Ella se sintió asqueada por ser objeto de lástima para Peter. Siempre parecía haberlo sido, desde la niñez hasta la edad adulta.
-Fuiste muy amable -concedió cortante.
-¿Y cómo ibas a vivir cuando él muriese? -quiso saber Peter-. Ibas a convertirte en una solterona amargada. Sin embargo, creo que aquel día sembré en él la semilla de la culpa, pues cambió su testamento a favor tuyo. Entonces, cuando perdió todo su dinero, decidió que Agustin se lo tendría merecido si se casaba contigo pensando que eras heredera de una cuantiosa fortuna. Si te hubieras casado con él, Coverdale habría tardado meses, no días, en descubrir que no existía ninguna herencia que entregar.
A Lali le dolió ser considerada una posible solterona, así como también el hecho de enterarse de que si Peter había asistido al funeral, era porque en su arrogancia iba dispuesto a desempeñar el doble papel de Santa Claus y de Pigmalión.
-¿Te imaginas la clase de vida que me iba a dar Agustin cuando se enterara de que yo no iba a recibir ningún dinero?
Peter retiró la carta de las apretadas manos de ella y la metió en el bolsillo trasero de sus pantalones.
-No lo sé. Quizá él hubiera sido mejor que yo -esas palabras reforzaron la convicción de Lali de que el comportamiento de él se debía a sus sentimientos de culpa-. Pero olvídalo. Eso ya se acabó.
Por desgracia, esa carta había llegado demasiado tarde para salvarIos a ellos.
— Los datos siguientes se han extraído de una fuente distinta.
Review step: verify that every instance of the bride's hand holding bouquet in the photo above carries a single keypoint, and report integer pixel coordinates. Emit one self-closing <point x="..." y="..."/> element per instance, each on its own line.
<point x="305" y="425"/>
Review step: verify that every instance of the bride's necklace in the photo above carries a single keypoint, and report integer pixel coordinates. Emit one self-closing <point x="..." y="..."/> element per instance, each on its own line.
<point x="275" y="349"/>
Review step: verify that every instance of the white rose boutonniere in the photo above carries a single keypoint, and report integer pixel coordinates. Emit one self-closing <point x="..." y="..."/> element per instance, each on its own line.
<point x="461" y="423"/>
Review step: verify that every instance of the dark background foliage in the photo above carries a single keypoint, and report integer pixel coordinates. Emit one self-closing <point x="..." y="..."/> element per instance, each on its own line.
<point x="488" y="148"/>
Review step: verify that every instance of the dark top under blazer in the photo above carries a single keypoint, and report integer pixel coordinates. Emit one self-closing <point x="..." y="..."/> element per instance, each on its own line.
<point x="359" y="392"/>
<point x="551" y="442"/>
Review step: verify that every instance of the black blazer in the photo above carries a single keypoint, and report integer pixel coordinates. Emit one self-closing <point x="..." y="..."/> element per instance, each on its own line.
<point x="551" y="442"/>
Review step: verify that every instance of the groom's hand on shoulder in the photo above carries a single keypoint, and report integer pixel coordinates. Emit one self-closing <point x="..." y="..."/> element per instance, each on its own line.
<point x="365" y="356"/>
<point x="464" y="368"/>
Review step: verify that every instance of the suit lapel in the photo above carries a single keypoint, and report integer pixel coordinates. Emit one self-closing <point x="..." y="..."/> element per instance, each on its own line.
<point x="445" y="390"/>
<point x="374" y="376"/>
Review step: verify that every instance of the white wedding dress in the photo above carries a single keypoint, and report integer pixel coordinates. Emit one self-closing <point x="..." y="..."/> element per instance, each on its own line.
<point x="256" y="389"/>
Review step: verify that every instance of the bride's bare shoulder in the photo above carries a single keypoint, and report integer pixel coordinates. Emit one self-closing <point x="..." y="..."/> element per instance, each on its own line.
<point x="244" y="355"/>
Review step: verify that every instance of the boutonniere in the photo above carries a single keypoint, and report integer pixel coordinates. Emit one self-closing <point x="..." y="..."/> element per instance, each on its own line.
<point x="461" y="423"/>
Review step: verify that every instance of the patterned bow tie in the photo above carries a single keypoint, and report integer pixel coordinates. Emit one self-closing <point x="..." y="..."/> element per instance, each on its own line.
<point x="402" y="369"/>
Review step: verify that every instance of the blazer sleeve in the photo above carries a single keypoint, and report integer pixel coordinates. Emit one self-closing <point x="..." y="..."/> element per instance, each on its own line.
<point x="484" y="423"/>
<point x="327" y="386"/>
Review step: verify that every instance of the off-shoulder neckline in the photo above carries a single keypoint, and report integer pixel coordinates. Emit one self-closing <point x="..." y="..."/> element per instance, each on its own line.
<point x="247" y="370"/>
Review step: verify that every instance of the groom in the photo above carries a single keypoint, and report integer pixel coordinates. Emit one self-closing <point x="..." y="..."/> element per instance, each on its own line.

-Pensé que ahora estarías con Mei Ling.
-¿Te habría molestado que así fuese?
-¡Sí! -exclamo Lali furiosa, al detenerse-. La promiscuidad es ofensiva.
Peter la acercó a él con sus poderosas manos.
-¿Sólo lo dices por eso?
-Es una situación muy incómoda.
-¿Incómoda? -de pronto, Peter empezó a reír y después tomó la tierna boca de ella con furor. Lali correspondió a sus besos con ansiedad, mientras sentía que una de las manos de él se introducía bajo el suéter y entreabría el vestido para posarse sobre uno de sus senos. Las piernas se le debilitaron y amenazaron con no sostenerla, por lo que se apoyó contra el musculoso cuerpo de Peter.
De súbito, él se separó de ella, quien perdió el equilibrio y cayó, sobre la gris arena volcánica.
-Puedo conseguir el sexo en cualquier otra parte -declaró Peter con áspera crueldad-. No lo necesito de ti, Lali.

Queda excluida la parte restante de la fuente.